Zwischen Januar und Mai 2026 exportierte Argentinien 7.645 Tonnen Schweinefleisch und Nebenprodukte im Wert von 10,037 Mio. US-Dollar, ein Plus von 156,8% im Wert gegenüber dem Vorjahr. Branchenvertreter sehen die Chance für Amerika, führender Schweinefleischlieferant zu werden.
Serbien will in diesem Jahr zum wichtigsten Apfellieferanten für den russischen Markt werden und Polen sowie Moldau überholen, berichtet NOI.md unter Berufung auf die Fachpublikation APK-Inform: Gemüse & Obst. Mengen und Preise wurden nicht genannt.
Senf-, Soja-, Erdnuss-, Palm- und Baumwollsaatöl sind in Indien in der vergangenen Woche gestiegen, gestützt durch feste internationale Notierungen, eine schwächere Rupie und geringere Anlieferungen der Bauern. Laut Livemint verteuerten sich dadurch auch importierte Speiseöle, während Verarbeiter in Latur ihre Ankaufspreise anheben, um mehr Ware von den Bauern zu bekommen.
Der World Processing Tomato Council erwartet für 2026 eine weltweite Verarbeitungstomaten-Produktion von 39,8 Millionen Tonnen, unter der 40-Millionen-Marke, da Spanien, Iran, Griechenland und Brasilien ihre Ernten kürzen. Die Ukraine hält ihre Erzeugung bei 550.000 Tonnen, doch die Preise für frische Gewächshaustomaten bleiben deutlich über dem Vorjahr.
Eier aus Käfighaltung sind in Spanien seit April um 30% gefallen, da wegen der Vogelgrippe geräumte Betriebe wieder produzieren. Die Eierimporte aus Nicht-EU-Ländern stiegen in Spanien Anfang 2026 um 750%, 90% davon aus der Ukraine, so das Beratungsunternehmen Areté.
Kriminelle Gruppen in Mexiko sind von der Erpressung von Holzfällern zur direkten Kontrolle von Waldgebieten übergegangen und bestimmen, wer Holz ernten und verkaufen darf. Offizielle Studien beziffern die durch illegalen Holzeinschlag entgangene Einkommensteuer auf bis zu 20,745 Millionen Pesos pro Jahr und mindestens 8% der Bruttoentwaldung.
Ägyptens Agrarexporte haben in diesem Jahr 5,8 Millionen Tonnen überschritten, angeführt von über 2,2 Millionen Tonnen Zitrusfrüchten, so Landwirtschaftsminister Alaa Farouk. Das Ministerium führt das Wachstum auf steigende Nachfrage und neu geöffnete Exportmärkte mit strengen Quarantäneregeln zurück.

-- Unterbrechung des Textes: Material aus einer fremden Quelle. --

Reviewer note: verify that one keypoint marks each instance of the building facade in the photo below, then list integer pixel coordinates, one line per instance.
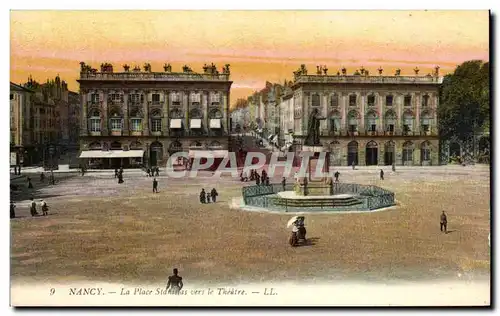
(140, 117)
(21, 125)
(367, 120)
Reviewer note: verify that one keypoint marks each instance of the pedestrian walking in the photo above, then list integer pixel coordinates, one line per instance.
(214, 195)
(155, 186)
(202, 196)
(33, 207)
(12, 209)
(444, 222)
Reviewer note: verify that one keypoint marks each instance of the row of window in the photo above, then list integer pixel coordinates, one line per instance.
(334, 100)
(155, 98)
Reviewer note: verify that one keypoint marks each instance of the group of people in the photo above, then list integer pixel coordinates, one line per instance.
(153, 172)
(119, 174)
(33, 211)
(208, 197)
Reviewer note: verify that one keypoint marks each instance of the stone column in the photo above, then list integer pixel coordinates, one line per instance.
(362, 112)
(104, 119)
(165, 121)
(343, 109)
(145, 110)
(84, 113)
(418, 100)
(399, 98)
(126, 129)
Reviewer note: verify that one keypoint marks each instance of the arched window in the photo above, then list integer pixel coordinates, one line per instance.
(371, 121)
(95, 121)
(425, 100)
(334, 100)
(315, 100)
(425, 152)
(335, 118)
(407, 122)
(353, 121)
(390, 121)
(389, 100)
(136, 120)
(156, 121)
(371, 100)
(425, 122)
(408, 152)
(352, 100)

Der Thinktank CERI fordert eine strengere Durchsetzung der indonesischen Inlandslieferpflicht für Kohle (DMO) und hält die Strafe von 5 US-Dollar je Tonne angesichts eines Exportpreises von rund 68 US-Dollar für zu schwach. Die Generaldirektion Minerba erklärt, Bergbauunternehmen seien beauftragt, dem staatlichen Versorger PT PLN 212 Millionen Tonnen Kohle zu liefern — mehr als der Bedarf von 154 Millionen Tonnen für 2026.
China produzierte 2022 laut FAOSTAT 21,3 Millionen Tonnen Knoblauch – rund 73% der weltweiten 29,1 Millionen Tonnen. 2024 führte das Land zudem die Exporte von frischem Knoblauch an, mit 3,15 Milliarden US-Dollar Umsatz und 2,353 Milliarden Kilogramm. Diese Konzentration macht chinesisches Angebot entscheidend für die Weltmarktpreise.
Eine anhaltende Trockenphase mitten in der Regenzeit, verstärkt durch El Niño, bedroht laut La Prensa die Mais-, Bohnen- und Reisernte in Honduras. Da die Aussaat stockt und nur 10 % der Erzeuger über Bewässerung verfügen, dürfte die Importabhängigkeit von den USA und Nicaragua steigen.
Reisproduzenten in Peru wollen ab dem 23. Juli einen landesweiten Streik beginnen, sollte die Regierung nicht auf die Krise reagieren. Laut La República machen die Bauern steigende Importe verantwortlich, die den Markt sättigen, Preise drücken und Tausende Erzeuger in Schulden treiben.
Eine extreme Hitzewelle Ende Juni in West- und Mittelpolen sorgt für Unsicherheit bei Ertrag und Qualität der diesjährigen Weizenernte; das genaue Ausmaß zeigt sich erst zur Ernte. Zugleich treibt die Dürre in Frankreich die Maispreise an der Terminbörse Matif nach oben, da die französische Ernte von über 13,5 Millionen Tonnen im Vorjahr auf rund 9 Millionen Tonnen fallen könnte.